22.12.2009
Un monde de décérébrés?
par Léon Rozenbaum
Tout se passe comme si certains effets de la révolution informatique et de l'inflation de l'image et du son étaient devenus dévastateurs pour la pensée et l'affectivité humaines. Les limites sont devenues très floues entre le monde virtuel et le monde réel. Le monde du spectacle qui a envahi presque tous les instants de notre vie, joue sur les sentiments et n'est plus clairement discernable de la transmission pervertie des faits, manipulatoire des sentiments.

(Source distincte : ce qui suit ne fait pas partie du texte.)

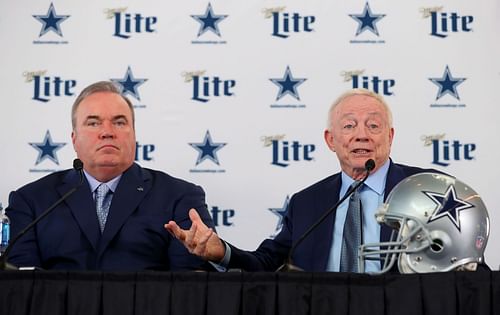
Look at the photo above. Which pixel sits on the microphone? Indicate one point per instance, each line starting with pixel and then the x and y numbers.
pixel 4 264
pixel 288 266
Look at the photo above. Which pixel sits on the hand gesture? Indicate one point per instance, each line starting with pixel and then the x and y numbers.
pixel 199 240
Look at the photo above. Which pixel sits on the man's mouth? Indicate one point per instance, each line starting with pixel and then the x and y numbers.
pixel 361 151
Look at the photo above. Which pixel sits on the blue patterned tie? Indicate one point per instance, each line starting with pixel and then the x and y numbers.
pixel 102 202
pixel 352 234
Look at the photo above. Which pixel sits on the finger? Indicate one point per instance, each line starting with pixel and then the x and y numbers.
pixel 175 230
pixel 190 240
pixel 194 216
pixel 201 246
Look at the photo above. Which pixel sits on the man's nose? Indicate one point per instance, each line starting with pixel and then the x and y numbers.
pixel 361 132
pixel 107 130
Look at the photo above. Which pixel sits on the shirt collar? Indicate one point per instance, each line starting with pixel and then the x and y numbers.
pixel 94 183
pixel 376 181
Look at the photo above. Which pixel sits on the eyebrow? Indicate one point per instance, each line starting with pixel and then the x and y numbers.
pixel 97 117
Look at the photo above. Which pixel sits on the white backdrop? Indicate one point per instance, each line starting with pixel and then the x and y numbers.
pixel 225 90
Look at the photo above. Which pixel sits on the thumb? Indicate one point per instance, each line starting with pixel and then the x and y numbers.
pixel 194 216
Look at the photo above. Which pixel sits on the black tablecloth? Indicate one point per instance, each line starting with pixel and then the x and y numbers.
pixel 57 292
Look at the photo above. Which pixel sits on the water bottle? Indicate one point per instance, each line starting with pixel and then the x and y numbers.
pixel 4 230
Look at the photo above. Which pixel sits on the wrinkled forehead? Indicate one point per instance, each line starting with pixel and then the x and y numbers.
pixel 359 105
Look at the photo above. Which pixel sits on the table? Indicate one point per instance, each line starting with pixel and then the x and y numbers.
pixel 185 293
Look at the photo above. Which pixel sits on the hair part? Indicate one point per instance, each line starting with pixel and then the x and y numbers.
pixel 101 86
pixel 353 92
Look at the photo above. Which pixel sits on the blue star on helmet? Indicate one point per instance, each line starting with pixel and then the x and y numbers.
pixel 448 205
pixel 209 21
pixel 447 84
pixel 51 21
pixel 129 84
pixel 288 84
pixel 280 213
pixel 207 149
pixel 47 149
pixel 367 20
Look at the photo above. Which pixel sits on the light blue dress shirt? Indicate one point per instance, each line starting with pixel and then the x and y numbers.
pixel 372 196
pixel 94 183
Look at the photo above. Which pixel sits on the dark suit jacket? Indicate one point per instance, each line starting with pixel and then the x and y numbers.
pixel 304 209
pixel 133 239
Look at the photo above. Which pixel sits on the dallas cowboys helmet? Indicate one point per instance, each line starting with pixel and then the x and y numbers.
pixel 439 224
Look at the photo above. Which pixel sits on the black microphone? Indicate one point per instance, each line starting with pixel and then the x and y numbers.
pixel 4 264
pixel 288 266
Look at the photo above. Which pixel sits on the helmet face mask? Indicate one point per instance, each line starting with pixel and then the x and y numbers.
pixel 439 224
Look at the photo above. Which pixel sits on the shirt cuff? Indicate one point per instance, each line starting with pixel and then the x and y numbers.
pixel 222 265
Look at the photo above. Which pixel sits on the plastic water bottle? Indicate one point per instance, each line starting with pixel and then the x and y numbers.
pixel 4 230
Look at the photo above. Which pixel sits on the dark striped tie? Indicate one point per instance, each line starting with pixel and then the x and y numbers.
pixel 352 236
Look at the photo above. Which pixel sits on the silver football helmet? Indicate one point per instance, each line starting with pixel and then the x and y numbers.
pixel 439 224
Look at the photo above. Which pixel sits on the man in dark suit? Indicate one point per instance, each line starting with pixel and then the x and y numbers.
pixel 359 128
pixel 123 228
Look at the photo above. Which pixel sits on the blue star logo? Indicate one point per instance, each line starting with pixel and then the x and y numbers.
pixel 209 21
pixel 288 84
pixel 207 149
pixel 129 84
pixel 47 149
pixel 51 21
pixel 448 205
pixel 280 213
pixel 367 20
pixel 447 84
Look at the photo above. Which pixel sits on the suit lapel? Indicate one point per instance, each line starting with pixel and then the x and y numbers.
pixel 323 237
pixel 133 186
pixel 82 207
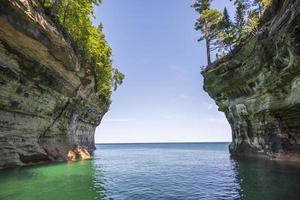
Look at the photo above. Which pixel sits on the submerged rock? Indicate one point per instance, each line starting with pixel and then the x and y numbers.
pixel 258 87
pixel 48 100
pixel 79 153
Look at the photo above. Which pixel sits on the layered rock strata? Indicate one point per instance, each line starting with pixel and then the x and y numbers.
pixel 258 87
pixel 48 100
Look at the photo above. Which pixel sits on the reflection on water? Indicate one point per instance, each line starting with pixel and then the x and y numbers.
pixel 155 171
pixel 260 179
pixel 73 181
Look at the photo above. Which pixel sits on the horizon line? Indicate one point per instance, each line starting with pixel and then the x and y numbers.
pixel 160 142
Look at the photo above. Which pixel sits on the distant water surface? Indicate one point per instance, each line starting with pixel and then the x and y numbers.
pixel 187 171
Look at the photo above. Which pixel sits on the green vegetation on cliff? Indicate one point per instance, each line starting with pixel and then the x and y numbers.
pixel 219 32
pixel 75 18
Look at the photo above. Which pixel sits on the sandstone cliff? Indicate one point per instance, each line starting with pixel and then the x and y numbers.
pixel 258 87
pixel 48 102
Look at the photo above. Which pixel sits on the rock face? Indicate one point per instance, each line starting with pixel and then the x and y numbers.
pixel 48 100
pixel 258 87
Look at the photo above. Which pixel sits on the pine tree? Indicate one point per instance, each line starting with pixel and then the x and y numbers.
pixel 227 36
pixel 208 23
pixel 240 20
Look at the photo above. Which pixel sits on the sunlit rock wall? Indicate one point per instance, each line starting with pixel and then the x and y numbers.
pixel 258 87
pixel 48 102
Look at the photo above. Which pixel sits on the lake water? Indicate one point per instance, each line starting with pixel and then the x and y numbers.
pixel 187 171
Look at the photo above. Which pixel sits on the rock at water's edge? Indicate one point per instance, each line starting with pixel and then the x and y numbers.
pixel 48 102
pixel 258 87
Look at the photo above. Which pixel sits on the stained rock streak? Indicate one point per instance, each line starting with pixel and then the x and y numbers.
pixel 48 100
pixel 258 87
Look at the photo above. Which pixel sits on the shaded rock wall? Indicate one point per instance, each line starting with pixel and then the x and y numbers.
pixel 258 87
pixel 48 102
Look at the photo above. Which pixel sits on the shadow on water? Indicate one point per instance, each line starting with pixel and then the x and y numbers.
pixel 72 181
pixel 267 180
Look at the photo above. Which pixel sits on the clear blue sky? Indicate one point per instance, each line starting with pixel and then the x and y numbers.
pixel 162 99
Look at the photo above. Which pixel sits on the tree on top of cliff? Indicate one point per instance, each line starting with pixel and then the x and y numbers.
pixel 75 17
pixel 208 23
pixel 219 32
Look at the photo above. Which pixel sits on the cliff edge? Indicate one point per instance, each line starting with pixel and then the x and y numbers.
pixel 257 86
pixel 48 99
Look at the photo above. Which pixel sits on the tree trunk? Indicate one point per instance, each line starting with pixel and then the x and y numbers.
pixel 208 52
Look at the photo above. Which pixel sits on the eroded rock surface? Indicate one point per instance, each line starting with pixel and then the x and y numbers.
pixel 48 102
pixel 258 87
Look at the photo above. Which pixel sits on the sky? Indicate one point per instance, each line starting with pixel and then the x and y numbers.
pixel 162 98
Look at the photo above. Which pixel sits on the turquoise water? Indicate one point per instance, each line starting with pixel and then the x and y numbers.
pixel 155 171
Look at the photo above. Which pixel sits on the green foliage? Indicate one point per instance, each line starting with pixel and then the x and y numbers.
pixel 220 33
pixel 75 17
pixel 118 78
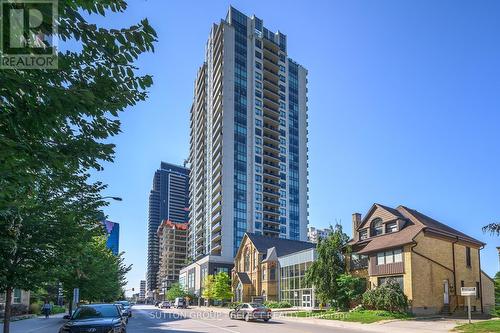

On ne distingue plus entre le mensonge absolu, la fabrication de fausses nouvelles, le mensonge par omission, qui est peut-être pire, et un rapport honnête et authentique de faits avérés. Puisque la console de jeu est aussi une fenêtre sur le monde, et en même temps notre lieu de travail, beaucoup se sont perdus en chemin.
Dans ce monde où les fantasmes ont pris le dessus, la pensée ne peut plus éclore et de nouveau ribotent les pires démons des pulsions humaines.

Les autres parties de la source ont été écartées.